Japan is a paradoxical nation. On one hand, it is geographically isolated and insular in character — generally refusing to accept foreign workers, political refugees, or even foreign investment. On the other hand, Japan’s foreign policy is characterized by a desire for international cooperation and diplomacy as well as a adaptivity to the international system, foreign culture and technology. Over the past decades, collaboration between government and industries, mastery of the latest technology, budgetary success, and strong work ethic among its citizens have helped Japan develop an advanced economy. With the 19th-highest ranking in the Human Development Index, the country also boasts a high standard of living. Arguably, one of the best ways for countries to increase their economic growth is by imitating and implementing the technologies of the more advanced ones. Japan illustrates this example perfectly, as one of the first nations that did not partake in the Industrial Revolution to adopt what are considered modern technologies and medicine. According to the World Atlas, Japan is currently the second most advanced economy in the world, the third largest by nominal GDP, and the fourth by purchasing power parity. 

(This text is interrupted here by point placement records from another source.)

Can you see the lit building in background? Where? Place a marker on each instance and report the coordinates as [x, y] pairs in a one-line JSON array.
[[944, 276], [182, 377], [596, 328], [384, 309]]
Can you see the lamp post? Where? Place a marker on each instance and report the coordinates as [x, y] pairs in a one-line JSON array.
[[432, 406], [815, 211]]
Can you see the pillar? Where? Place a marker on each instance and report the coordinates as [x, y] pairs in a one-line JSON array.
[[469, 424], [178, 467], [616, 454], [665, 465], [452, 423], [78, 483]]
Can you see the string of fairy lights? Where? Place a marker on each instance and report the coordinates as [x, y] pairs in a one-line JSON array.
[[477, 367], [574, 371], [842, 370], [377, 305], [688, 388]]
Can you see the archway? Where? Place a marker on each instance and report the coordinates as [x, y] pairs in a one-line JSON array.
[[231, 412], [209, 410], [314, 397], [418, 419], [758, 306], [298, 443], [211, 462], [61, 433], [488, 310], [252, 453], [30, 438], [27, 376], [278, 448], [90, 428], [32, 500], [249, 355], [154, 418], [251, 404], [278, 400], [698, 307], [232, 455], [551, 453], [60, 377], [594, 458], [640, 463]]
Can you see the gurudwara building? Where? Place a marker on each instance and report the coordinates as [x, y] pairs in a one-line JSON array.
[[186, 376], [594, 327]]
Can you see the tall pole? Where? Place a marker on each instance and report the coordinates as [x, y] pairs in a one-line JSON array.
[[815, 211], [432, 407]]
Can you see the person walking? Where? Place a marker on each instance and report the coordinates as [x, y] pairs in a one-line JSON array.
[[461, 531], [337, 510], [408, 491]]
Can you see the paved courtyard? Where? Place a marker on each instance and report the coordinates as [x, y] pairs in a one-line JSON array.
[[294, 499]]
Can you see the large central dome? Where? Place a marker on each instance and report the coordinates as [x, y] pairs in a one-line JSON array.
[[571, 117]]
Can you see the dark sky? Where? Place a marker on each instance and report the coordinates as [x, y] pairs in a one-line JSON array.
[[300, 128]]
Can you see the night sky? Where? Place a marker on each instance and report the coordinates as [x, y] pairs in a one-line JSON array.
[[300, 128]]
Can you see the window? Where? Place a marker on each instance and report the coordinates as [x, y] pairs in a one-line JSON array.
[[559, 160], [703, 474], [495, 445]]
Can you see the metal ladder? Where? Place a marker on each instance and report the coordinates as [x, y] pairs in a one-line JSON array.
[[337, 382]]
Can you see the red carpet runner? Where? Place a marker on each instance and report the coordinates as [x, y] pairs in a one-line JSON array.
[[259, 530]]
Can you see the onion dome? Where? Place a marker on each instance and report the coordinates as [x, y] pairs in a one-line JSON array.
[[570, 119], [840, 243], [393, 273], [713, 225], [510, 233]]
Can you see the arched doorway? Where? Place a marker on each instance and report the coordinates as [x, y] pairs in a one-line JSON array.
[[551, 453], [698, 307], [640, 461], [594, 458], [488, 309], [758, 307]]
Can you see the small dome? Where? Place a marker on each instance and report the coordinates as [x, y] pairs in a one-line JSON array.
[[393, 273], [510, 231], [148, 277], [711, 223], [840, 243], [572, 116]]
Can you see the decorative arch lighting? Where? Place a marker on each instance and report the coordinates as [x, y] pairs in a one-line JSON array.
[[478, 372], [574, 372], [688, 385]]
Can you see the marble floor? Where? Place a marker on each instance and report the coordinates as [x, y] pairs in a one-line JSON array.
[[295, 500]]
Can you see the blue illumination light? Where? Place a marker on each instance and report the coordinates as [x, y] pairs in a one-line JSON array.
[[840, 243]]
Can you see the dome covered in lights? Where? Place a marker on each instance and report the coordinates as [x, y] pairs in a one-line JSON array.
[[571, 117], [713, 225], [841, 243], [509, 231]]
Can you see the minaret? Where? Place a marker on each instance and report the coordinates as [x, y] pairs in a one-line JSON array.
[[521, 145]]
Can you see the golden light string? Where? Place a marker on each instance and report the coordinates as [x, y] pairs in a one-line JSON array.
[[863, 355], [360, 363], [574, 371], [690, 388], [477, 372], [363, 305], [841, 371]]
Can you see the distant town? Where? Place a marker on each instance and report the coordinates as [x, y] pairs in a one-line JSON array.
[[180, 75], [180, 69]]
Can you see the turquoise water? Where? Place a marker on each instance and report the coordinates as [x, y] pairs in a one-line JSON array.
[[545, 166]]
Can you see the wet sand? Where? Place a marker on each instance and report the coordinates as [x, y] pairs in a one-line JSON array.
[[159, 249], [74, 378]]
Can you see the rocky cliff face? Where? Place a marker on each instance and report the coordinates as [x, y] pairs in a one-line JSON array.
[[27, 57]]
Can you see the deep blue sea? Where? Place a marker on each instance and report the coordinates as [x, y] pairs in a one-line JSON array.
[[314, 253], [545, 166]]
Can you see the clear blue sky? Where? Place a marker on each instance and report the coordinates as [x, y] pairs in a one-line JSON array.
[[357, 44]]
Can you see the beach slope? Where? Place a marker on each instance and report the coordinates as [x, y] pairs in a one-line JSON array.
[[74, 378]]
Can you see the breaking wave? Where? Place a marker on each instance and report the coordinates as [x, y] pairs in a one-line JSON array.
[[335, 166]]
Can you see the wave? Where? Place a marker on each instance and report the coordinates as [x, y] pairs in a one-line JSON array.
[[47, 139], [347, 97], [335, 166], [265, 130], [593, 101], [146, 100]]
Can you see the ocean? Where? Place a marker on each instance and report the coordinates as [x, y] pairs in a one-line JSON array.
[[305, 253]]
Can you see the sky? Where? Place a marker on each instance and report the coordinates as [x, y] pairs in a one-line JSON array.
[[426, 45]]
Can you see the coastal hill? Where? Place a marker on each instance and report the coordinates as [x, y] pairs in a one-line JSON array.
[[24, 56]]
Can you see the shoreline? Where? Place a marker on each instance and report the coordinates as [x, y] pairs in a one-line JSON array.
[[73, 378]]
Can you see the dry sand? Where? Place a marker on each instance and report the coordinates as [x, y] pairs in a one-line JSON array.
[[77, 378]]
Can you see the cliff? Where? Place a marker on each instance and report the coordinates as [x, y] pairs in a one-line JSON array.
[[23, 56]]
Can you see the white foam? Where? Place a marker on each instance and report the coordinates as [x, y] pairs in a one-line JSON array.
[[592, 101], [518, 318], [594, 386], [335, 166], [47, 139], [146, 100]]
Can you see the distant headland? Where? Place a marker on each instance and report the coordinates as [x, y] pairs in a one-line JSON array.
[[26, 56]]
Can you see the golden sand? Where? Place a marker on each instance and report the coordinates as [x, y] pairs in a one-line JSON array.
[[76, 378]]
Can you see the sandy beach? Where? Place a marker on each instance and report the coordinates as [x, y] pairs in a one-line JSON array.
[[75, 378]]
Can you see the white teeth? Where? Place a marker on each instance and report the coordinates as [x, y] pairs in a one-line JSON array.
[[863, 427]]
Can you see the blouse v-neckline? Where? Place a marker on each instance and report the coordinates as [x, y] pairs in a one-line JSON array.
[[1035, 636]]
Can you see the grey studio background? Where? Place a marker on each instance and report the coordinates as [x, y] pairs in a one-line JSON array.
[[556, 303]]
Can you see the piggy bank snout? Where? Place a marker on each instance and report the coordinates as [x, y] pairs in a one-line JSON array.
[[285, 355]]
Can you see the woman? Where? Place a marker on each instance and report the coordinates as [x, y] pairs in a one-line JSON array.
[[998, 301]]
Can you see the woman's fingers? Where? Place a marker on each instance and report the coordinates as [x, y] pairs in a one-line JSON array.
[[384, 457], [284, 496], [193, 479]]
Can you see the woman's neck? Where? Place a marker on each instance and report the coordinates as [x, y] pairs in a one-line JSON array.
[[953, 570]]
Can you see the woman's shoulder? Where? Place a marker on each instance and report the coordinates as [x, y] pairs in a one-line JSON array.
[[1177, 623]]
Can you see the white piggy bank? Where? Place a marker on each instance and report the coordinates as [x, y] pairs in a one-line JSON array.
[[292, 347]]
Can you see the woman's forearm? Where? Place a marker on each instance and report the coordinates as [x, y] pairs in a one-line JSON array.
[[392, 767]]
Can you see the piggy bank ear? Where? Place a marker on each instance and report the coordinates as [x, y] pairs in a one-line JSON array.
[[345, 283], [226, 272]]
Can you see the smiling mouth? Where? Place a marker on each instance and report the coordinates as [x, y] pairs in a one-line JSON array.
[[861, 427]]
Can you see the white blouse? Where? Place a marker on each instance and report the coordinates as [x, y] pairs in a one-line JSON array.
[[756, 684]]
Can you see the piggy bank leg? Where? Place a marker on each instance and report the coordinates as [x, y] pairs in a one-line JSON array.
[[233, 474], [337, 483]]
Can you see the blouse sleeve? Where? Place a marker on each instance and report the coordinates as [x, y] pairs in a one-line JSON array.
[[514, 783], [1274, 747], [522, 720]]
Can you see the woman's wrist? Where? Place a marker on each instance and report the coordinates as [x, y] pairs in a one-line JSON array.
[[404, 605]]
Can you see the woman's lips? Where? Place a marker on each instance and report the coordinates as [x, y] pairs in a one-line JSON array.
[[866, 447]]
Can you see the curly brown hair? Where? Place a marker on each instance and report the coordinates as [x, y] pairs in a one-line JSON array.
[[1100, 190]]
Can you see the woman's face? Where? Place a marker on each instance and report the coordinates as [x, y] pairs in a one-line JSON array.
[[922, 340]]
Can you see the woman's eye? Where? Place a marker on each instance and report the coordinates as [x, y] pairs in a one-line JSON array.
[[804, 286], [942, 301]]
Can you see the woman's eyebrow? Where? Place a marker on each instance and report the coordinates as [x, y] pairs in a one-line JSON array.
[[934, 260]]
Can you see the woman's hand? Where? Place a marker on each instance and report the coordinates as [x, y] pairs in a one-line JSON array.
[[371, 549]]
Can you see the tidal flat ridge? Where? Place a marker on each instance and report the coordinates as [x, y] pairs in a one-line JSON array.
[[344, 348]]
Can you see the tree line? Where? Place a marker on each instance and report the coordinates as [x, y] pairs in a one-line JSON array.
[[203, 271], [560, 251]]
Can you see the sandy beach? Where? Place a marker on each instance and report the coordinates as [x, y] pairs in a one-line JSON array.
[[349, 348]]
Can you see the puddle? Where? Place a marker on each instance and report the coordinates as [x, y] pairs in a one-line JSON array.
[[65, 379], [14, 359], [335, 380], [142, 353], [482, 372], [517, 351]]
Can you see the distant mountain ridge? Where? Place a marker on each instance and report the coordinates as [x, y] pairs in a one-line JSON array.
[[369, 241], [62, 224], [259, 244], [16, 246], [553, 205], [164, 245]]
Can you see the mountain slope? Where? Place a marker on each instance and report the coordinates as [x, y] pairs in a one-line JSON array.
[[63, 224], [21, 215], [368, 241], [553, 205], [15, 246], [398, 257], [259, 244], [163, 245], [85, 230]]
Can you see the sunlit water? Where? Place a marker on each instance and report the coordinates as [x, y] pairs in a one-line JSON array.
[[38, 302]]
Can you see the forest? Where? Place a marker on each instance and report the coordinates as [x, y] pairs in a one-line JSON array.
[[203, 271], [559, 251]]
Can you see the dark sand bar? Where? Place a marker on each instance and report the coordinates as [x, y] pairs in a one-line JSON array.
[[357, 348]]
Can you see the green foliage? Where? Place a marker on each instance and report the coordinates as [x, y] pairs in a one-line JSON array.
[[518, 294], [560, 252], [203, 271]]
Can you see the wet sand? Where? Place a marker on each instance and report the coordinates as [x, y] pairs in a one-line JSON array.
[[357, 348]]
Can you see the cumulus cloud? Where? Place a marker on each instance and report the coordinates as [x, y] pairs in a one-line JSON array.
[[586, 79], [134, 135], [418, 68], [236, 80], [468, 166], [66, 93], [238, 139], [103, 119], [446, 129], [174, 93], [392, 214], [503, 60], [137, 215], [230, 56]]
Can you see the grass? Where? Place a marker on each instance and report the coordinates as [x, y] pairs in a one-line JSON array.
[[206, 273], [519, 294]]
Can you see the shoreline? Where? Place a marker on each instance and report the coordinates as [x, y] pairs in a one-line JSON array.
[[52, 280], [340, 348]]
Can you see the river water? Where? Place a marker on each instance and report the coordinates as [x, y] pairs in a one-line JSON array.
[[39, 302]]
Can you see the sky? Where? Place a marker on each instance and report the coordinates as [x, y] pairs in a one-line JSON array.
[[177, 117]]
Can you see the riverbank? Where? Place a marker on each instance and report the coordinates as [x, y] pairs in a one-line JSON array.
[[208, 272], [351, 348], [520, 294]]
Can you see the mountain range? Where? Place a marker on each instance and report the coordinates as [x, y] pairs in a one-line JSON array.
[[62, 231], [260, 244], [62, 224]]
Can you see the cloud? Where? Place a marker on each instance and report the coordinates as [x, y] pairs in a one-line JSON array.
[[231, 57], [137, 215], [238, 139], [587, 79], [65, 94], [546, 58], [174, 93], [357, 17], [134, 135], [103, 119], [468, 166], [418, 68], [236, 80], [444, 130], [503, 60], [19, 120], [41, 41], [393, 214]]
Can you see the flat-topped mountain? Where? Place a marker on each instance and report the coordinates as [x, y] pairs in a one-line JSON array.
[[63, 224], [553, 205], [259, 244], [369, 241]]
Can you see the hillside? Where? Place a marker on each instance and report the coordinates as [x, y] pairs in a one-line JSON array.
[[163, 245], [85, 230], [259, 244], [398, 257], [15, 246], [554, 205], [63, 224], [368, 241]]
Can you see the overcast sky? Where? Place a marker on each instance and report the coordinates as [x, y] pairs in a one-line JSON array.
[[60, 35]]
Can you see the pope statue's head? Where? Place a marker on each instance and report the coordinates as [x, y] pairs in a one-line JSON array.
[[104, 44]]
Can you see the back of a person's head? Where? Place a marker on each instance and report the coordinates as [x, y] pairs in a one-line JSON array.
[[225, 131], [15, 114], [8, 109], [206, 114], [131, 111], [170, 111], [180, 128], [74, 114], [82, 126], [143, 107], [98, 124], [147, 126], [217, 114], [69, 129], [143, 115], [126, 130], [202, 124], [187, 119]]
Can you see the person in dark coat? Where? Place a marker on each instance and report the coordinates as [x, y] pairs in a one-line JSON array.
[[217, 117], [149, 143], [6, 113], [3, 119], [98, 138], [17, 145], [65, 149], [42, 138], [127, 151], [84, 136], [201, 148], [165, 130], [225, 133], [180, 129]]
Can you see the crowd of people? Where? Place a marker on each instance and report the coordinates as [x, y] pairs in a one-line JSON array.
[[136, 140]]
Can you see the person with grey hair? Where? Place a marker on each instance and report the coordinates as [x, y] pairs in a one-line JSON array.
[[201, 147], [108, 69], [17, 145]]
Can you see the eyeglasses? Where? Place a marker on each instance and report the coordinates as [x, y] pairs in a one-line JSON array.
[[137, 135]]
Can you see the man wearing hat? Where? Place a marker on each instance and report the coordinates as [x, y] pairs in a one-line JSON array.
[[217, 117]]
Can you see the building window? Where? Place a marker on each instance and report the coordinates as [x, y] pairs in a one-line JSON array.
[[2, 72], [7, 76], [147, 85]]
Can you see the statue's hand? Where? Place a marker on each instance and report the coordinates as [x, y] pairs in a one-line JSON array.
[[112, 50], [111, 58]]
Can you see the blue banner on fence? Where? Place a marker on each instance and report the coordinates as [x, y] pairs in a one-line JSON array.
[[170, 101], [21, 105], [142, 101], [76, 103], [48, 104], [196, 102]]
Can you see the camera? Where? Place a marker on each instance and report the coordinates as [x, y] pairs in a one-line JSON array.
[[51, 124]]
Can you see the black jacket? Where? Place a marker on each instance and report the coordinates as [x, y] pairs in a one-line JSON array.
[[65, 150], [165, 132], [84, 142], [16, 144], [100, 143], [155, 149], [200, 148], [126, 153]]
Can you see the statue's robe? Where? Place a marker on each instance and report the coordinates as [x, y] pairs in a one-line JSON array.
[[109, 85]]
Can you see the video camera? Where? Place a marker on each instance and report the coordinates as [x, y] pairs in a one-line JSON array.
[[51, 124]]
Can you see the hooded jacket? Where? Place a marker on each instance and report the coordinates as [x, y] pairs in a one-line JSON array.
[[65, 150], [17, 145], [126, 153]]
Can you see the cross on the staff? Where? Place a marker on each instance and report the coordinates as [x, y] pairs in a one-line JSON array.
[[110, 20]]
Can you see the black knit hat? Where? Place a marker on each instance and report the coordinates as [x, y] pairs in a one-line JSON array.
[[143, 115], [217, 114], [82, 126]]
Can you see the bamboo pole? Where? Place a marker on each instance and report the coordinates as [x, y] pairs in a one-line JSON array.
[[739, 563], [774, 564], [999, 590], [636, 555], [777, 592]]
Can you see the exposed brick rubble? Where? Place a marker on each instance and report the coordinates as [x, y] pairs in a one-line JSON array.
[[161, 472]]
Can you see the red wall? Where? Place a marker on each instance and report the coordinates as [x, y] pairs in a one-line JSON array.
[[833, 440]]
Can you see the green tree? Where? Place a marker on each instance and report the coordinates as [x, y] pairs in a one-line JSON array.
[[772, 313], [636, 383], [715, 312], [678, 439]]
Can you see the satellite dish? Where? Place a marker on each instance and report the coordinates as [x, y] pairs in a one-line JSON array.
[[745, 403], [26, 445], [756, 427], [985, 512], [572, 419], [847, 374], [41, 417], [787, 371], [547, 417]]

However, the state has fought deflation for decades and faces an aging society and shrinking population. Hence the introduction of the aforementioned “Abenomics” in 2013. The Japanese government expressed that they see “this challenge as an opportunity” and it continues to pursue government interventions to revitalize its economy, combining fiscal expansion, monetary easing, and structural reform. The immediate goal is raising inflation to 2 percent and boosting domestic GDP and demand, while the long term aims include increasing competition, reforming labor markets, and expanding trade partnerships.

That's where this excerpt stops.